# ML: Decision trees from scratch

Written:

Machine Learning: An article explores decision trees and its evaluation.

## Decision Tree Learning Algorithm

Objective: find a shorter tree that is as much consistent with the training examples as possible.

ID3 algorithm: (recursively) choose “most significant” attribute as root of a (sub)tree.

function DTL(examples, attributes, default) returens a decision tree
if examples is empty
return default
else if all examples have the same classification
return the classification
else
best-attribute = CHOOSE-ATTRIBUTE(attributes, examples)
tree = a new decision tree with root best-attribute
for each value vi of best-attribute do
examples_i = {elements of examples with best = v_i}
subtree = DTL(examples_i, (attribute - best), MODE(examples))
add a branch to tree with label v_i and subtree subtree
return tree


## Hypothesis Evaluation

### Confusion matrix

A confusion matrix, also known as an error matrix,is a specific table layout that allows visualization of the performance of an algorithm, typically a supervised learning one.

It is a special kind of contingency table, with two dimensions (“actual” and “predicted”), and identical sets of “classes” in both dimensions (each combination of dimension and class is a variable in the contingency table).

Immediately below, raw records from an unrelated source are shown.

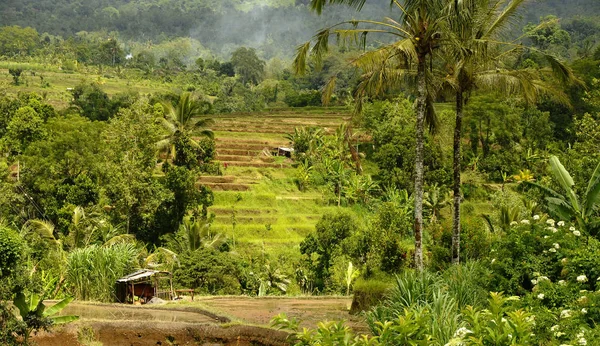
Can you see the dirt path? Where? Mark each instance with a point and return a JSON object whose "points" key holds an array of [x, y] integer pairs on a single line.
{"points": [[261, 310], [141, 333], [189, 323]]}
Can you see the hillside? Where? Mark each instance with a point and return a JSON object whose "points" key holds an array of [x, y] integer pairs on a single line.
{"points": [[257, 191], [274, 27]]}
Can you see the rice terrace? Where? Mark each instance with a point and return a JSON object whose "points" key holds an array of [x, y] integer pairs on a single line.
{"points": [[300, 172]]}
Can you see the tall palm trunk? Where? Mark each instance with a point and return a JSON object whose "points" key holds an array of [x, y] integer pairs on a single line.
{"points": [[420, 129], [456, 184]]}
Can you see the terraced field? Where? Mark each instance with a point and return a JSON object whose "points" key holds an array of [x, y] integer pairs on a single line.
{"points": [[256, 199]]}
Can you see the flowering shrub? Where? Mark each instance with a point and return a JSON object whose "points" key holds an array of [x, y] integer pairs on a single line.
{"points": [[555, 268], [540, 245]]}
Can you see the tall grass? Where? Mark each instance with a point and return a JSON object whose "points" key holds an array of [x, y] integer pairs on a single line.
{"points": [[92, 271], [440, 297]]}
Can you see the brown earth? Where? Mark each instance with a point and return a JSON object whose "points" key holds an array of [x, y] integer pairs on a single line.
{"points": [[191, 324], [261, 310], [142, 333]]}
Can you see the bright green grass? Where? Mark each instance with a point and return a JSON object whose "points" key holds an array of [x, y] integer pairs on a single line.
{"points": [[58, 95]]}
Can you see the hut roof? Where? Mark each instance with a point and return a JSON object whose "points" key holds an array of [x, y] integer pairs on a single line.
{"points": [[140, 274]]}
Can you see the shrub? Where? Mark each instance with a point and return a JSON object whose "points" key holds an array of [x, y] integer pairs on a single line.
{"points": [[11, 250], [367, 294], [209, 271], [93, 271]]}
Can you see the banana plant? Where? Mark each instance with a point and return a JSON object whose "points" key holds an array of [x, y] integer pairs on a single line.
{"points": [[37, 315], [351, 275], [568, 206]]}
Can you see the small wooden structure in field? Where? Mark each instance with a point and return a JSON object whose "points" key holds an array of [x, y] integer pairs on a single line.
{"points": [[283, 151], [145, 284]]}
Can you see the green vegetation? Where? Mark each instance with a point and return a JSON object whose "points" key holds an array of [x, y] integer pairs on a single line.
{"points": [[440, 153]]}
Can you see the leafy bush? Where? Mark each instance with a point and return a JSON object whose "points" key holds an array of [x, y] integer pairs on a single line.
{"points": [[367, 294], [11, 251], [93, 271], [208, 271]]}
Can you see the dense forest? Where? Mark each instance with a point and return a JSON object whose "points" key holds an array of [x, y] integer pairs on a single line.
{"points": [[441, 167]]}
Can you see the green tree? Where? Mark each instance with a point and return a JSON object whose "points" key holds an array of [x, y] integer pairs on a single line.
{"points": [[11, 251], [16, 74], [183, 120], [15, 40], [248, 66], [568, 205], [92, 102], [417, 34], [475, 58], [25, 127]]}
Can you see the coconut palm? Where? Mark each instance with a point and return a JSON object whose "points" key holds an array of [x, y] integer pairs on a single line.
{"points": [[474, 59], [417, 35], [185, 119]]}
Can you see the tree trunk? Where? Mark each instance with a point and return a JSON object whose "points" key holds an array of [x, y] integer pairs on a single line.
{"points": [[456, 185], [420, 129]]}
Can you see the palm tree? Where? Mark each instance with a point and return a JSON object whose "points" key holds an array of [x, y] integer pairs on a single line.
{"points": [[184, 119], [417, 35], [474, 60], [568, 206]]}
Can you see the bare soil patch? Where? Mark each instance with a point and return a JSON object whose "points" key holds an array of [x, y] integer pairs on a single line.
{"points": [[310, 310], [141, 333]]}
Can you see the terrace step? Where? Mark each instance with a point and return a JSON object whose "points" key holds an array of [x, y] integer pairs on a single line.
{"points": [[216, 179], [238, 158], [246, 141], [242, 211], [242, 152], [228, 186], [246, 219], [257, 164]]}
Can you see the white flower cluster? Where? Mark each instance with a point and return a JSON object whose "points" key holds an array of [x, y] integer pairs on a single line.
{"points": [[462, 332]]}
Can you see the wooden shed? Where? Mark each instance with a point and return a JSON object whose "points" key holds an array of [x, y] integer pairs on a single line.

two rows and two columns that reports the number of false positives, false negatives, true positives, and true negatives.

Figure 1. 2D Confusion Matrix

Accuracy is a description of systematic errors, a measure of statistical bias; as these cause a difference between a result and a “true” value, ISO calls this trueness.

precision (also called positive predictive value) is the fraction of relevant instances among the retrieved instances.

recall (also known as sensitivity) is the fraction of relevant instances that have been retrieved over the total amount of relevant instances.

In statistical analysis of binary classification, the F1 score (also F-score or F-measure) is a measure of a test’s accuracy. It considers both the precision p and the recall r of the test to compute the score: p is the number of correct positive results divided by the number of all positive results returned by the classifier, and r is the number of correct positive results divided by the number of all relevant samples (all samples that should have been identified as positive). The F1 score is the harmonic average of the precision and recall, where an F1 score reaches its best value at 1 (perfect precision and recall) and worst at 0.